24O - Clinical utility of a plasma-based microRNA signature classifier within computed tomography lung cancer screening

Date 28 March 2014
Event ELCC 2014
Session Proffered papers 3 - Screening, staging and epidemiology
Topics Cancer Etiology, Epidemiology, Prevention
Lung and other Thoracic Tumours
Translational Research
Presenter Ugo Pastorino
Citation Journal of Thoracic Oncology (2014) 9 (Supplement 9): S7-S52. 10.1097/JTO.0000000000000131
Authors U. Pastorino1, M. Boeri2, G. Sozzi2
  • 1Thoracic Surgery, Fondazione IRCCS Istituto Nazionale dei Tumori, 20133 - Milan/IT
  • 2Experimental Oncology, Fondazione IRCCS Istituto Nazionale dei Tumori, 20133 - Milan/IT




Recent screening trial results indicate that low-dose computed tomography (LDCT) reduces lung-cancer mortality in high risk subjects. However, high false positive rates, costs and potential harms highlight the need for complementary biomarkers. MicroRNAs (miRNAs) are tissue and disease specific molecules, actively released by cells in the circulatory system, which are associated with protein complexes and/or packaged in exosomes and microvesicles. Circulating miRNAs are rather stable and easily detectable in body fluids suggesting the possibility of using miRNAs as a new promising class of biomarkers. We previously reported that miRNA profiling in plasma samples of disease-free smokers enrolled in two independent spiral-CT screening trials, resulted in the generation of miRNA signatures with strong predictive, diagnostic, and prognostic potential (Boeri et al. PNAS 2011).


The diagnostic performance of a non-invasive plasma microRNA signature classifier (MSC) was retrospectively evaluated in samples prospectively collected from smokers within the randomized Multicentre Italian Lung Detection (MILD) trial.
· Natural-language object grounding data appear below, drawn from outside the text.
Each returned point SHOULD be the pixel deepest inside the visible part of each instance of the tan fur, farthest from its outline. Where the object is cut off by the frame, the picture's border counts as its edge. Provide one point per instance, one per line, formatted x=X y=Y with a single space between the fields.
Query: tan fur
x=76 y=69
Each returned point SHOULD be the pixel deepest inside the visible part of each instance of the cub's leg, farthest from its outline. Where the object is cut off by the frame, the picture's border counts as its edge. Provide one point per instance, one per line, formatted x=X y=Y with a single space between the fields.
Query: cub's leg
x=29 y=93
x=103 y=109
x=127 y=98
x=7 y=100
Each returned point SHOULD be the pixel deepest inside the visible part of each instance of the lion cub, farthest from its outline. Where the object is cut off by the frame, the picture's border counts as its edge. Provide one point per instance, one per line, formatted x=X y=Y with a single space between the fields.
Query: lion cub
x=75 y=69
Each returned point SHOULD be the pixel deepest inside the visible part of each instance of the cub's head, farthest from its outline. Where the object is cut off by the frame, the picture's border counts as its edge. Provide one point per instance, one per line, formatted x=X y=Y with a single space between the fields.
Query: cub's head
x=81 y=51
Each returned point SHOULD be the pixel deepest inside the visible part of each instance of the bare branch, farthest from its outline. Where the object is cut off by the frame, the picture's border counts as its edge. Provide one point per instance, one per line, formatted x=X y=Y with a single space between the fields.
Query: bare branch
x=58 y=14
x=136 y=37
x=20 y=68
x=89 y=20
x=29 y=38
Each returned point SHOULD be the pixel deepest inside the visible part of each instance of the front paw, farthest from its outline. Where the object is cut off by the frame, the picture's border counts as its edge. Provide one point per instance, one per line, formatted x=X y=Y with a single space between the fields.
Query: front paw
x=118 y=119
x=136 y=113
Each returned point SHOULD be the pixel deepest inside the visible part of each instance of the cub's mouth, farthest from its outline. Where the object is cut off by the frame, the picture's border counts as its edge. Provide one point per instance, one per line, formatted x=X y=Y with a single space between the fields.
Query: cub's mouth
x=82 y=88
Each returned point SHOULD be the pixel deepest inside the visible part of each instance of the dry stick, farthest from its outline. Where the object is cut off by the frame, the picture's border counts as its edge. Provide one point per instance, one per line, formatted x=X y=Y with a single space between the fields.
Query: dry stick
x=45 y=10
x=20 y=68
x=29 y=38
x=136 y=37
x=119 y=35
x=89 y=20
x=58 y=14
Plasma samples from 939 subjects including 69 lung cancer patients and 870 disease-free individuals (652 LDCT arm; 287 observation arm) were analyzed using a qRT-PCR based assay for MSC. Diagnostic performance of MSC was evaluated in a blinded validation study using pre-specified risk groups.


The diagnostic performance of MSC for lung cancer detection was 87% for sensitivity and 81% for specificity across both arms, and 88% and 80% respectively in the LDCT arm. For all subjects, MSC had a negative predictive value of 99% and 99.86% for detection and death-by-disease respectively. LDCT had sensitivity of 79% and specificity of 81% with a false positive rate of 19.4%. Diagnostic performance of MSC was confirmed by time dependency analysis. Combination of both MSC and LDCT resulted in a 5-fold reduction of LDCT false positive rate to 3.7%. MSC risk groups were significantly associated with survival (=49.53, p<0.0001).


This large validation study indicates that MSC has predictive, diagnostic and prognostic value and could reduce the false positive rate of LDCT improving the efficacy of lung cancer screening.


All authors have declared no conflicts of interest.